Elle s'appuie sur les dispositions de l'article 565 du Nouveau Code de Procédure Civile, pour soutenir que ses prétentions ne sont pas nouvelles dès lors qu'elles tendent aux mêmes fins que celles soumises au premier juge même si leur fondement juridique est différent, et précise qu'au regard de l'ensemble des demandes formulées par elle devant la Cour, elles sont parfaitement [minute page 6] recevables au regard de l'article 566 du même code, les parties pouvant expliciter les prétentions qui étaient virtuellement comprises dans les demandes et défenses soumises au premier juge et ajouter à celles-ci toutes les demandes qui en sont l'accessoire, la conséquence ou le complément.
En ce qui concerne le contexte dans lequel elle a souscrit, elle s'appuie sur l'appréciation d'un expert, suivant laquelle les produits de capitalisation et d'assurance-vie sont complexes à comprendre pour l'épargnant, et nécessitent un niveau de connaissances relativement élevé sur le plan financier pour bien appréhender leurs caractéristiques, de sorte que les explications et le conseil que doit apporter le vendeur sont très importants, le rachat anticipé étant, dans ce type de contrat, soit Croissance Pierre Investissement, à éviter, compte tenu des commission, pénalité de rachat, et de l'absence d'exonération de l'imposition des plus-values si le rachat a lieu dans les huit premières années, et de participation aux bénéfices, au-delà du montant garanti, si le rachat a lieu avant la sixième année.
Le choix des hypothèses de performance était selon lui très important dans les calculs effectués, car si ces hypothèses sont démenties dans la réalité, les résultats prévus ne pouvant se réaliser, un capital diminué par rapport à celui investi peut en résulter.
Elle s'étonne dès lors que la Société ABEILLE-VIE puisse soutenir que Madame X. aurait été parfaitement informée des mécanismes relatifs aux Contrats d'Assurance sur la Vie, pour avoir expressément reconnu avoir pris connaissance des Conditions Générales et Particulières des conventions par elle souscrites.

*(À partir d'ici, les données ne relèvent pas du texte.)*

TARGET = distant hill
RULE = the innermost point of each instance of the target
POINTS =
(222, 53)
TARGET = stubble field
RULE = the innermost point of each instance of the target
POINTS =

S'agissant de la demande de celle-ci tendant à écarter des débats les extraits du rapport établi par l'Expert W. au mois d'octobre 1996, elle souligne que, dans la mesure où la Société ABEILLE-VIE considère qu'elle n'a rien à cacher dans les affaires l'opposant aux épargnants, elle devrait être tout à fait satisfaite de la production de ce rapport, qui contient la description purement objective des produits pour lesquels Mme X. a contracté, et qui permet à la Cour d'être pleinement éclairée sur les caractéristiques des produits en question, les conditions générales étant difficilement compréhensibles par les épargnants.
Elle cite également un article paru dans une revue destinée aux consommateurs.
[minute page 7] Elle demande de constater à titre principal le défaut de respect par la Société ABEILLE-VIE des engagements contractés par ÉPARGNE DE FRANCE à son égard.
Elle soutient qu'en réalité, le seul élément qui lui a été clairement exposé pour obtenir sa souscription, est l'étude établie par Madame Y. le 16 septembre 1992, aucune mention concernant son caractère hypothétique, ou son absence de caractère contractuel n'y étant portée.
Elle souligne qu'il y était au contraire clairement prévu une participation aux bénéfices permettant un taux de capitalisation de 8,00 % des sommes nettes investies pour le carnet X5, une croissance annuelle de 8,75 % de la valeur de la part pour le CONTRAT CROISSANCE LIBRE, et un taux de capitalisation de 2,25 % des sommes nettes investies en parts pour le CONTRAT CROISSANCE LIBRE, et qu'elle était signée par le chef de service de l'ÉPARGNE DE FRANCE : elle soutient que cet organisme avait ainsi garanti les conditions de réalisation du projet sur la base duquel elle avait investi un million de francs, et que, si elle n'avait pas eu ce sentiment, elle aurait investi son épargne sur un produit à taux garanti, type livret A, et non sur un produit à risque.
C'est l'unique document qui lui a été soumis afin d'obtenir de sa part la signature des quatre contrats conclus les 29 septembre et 13 octobre 1992, et elle fait valoir que pour conforter la réalité des éléments contenus dans celui-ci, l'ÉPARGNE DE FRANCE s'était expressément engagée dans un document du 11 septembre 1992 remis à Madame X. à lui verser tous les trimestres à partir du 9ème mois la somme de 20.140 francs anonymement sur une durée de 8 ans.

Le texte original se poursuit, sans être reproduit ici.